Anatomical terms must be able to fit a wide variety of organisms, from insects to fish, dogs, horses, chimpanzees to humans. That's why the terms are sometimes confusing to people who are thinking only of bipedal humans.
In anatomy, the dorsum is the upper side of animals that typically run fly, swim or crawl in a horizontal position. In vertebrates the dorsum contains the backbone. In such an animal the "ground side" is the ventrum.
Due to varied orientation on quadrupedal mammals (where the term is more appropriately used) the "back"-side of the hand, the "top"-side of the foot and the upper surface of the tongue are referred to by the term dorsum.
Does this picture help?
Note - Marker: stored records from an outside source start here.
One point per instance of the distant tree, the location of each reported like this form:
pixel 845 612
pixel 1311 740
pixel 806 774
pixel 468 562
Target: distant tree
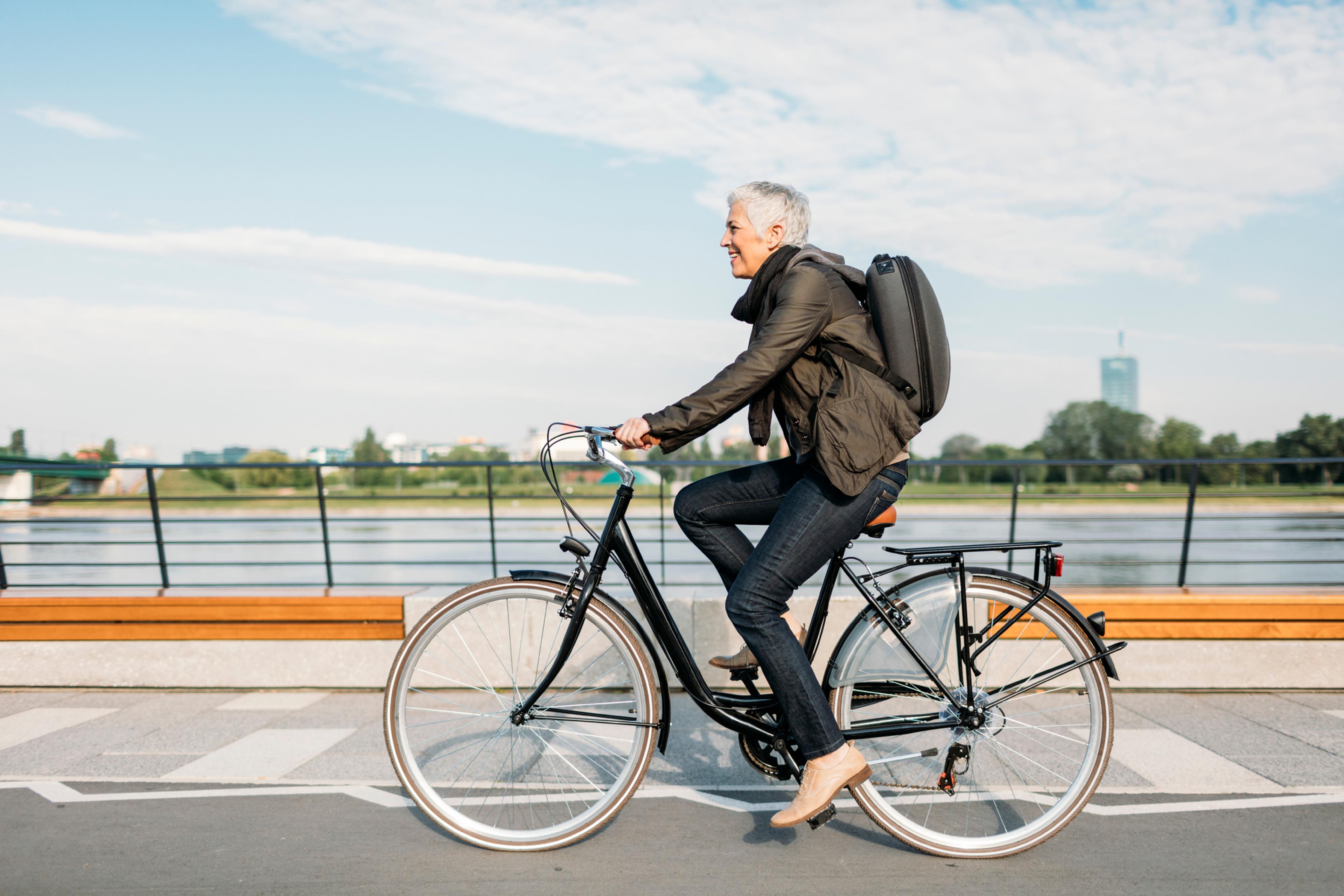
pixel 1225 445
pixel 1178 440
pixel 476 475
pixel 1315 437
pixel 1096 430
pixel 1222 445
pixel 740 450
pixel 1260 473
pixel 368 450
pixel 998 452
pixel 267 477
pixel 959 448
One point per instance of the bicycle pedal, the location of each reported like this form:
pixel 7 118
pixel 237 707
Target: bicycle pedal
pixel 823 817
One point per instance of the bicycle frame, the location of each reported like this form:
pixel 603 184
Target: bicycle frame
pixel 732 710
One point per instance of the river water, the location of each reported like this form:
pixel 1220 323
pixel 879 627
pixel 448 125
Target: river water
pixel 1270 547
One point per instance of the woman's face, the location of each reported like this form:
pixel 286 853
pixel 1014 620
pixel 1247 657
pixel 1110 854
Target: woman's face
pixel 747 250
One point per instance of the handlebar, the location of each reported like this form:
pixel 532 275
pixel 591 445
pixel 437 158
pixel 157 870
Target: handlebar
pixel 609 433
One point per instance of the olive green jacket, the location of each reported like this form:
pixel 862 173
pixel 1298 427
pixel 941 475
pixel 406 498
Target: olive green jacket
pixel 850 421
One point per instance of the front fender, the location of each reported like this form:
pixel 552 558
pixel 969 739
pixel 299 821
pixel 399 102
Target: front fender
pixel 664 696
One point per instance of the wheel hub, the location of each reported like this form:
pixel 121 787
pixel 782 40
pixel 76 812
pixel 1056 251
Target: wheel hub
pixel 975 719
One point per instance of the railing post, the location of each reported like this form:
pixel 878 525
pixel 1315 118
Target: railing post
pixel 1190 519
pixel 159 527
pixel 663 540
pixel 490 499
pixel 322 510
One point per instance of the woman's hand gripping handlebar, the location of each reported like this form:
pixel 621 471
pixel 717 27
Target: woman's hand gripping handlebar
pixel 635 434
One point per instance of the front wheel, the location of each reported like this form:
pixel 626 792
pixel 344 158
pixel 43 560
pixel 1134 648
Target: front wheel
pixel 561 774
pixel 1035 754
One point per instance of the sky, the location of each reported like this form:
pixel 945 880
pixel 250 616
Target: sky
pixel 277 222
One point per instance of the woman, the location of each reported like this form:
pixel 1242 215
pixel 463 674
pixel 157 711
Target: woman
pixel 847 432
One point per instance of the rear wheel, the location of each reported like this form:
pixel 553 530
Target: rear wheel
pixel 569 768
pixel 1029 765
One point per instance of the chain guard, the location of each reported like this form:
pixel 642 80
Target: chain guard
pixel 761 755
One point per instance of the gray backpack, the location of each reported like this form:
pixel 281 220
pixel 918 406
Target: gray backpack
pixel 909 323
pixel 915 340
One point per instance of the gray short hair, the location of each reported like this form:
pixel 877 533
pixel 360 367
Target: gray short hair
pixel 768 205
Note the dorsal surfaces of the body, muzzle, feet.
In anatomy, the sole of the foot is called the plantar surface. The top of the foot is called the dorsum of the foot. (Imagine us walking on all fours like apes.) Therefore when you extend your foot, it's called plantar flexion; when you flex your foot upwards towards your head, it's called dorsiflexion.
Similarly, the arteries feeding the bottom of your foot form the plantar arch. Those feeding the top are the dorsal artery (or the dorsalis pedis).
Because anatomy must describe other animals than ourselves with other orientations, it must be consistent. In a quadruped, the dorsum of the tongue and the feet do actually point to it's "back" surface. See the picture below:
Lynxes have big paws, so it's more obvious that the surface facing the backbone is appropriately called the dorsum of the paw/foot. This picture is particularly interesting because it shows three degrees of dorsiflexion and one paw in full plantar flexion.
In humans, the "back" is actually the posterior surface, because we are not primarily in a horizontal orientation. The ventral surface is called "anterior". Thus we speak of the anterior chest wall and the posterior chest wall, not the dorsal and ventral surfaces, although those designations would still be entirely correct.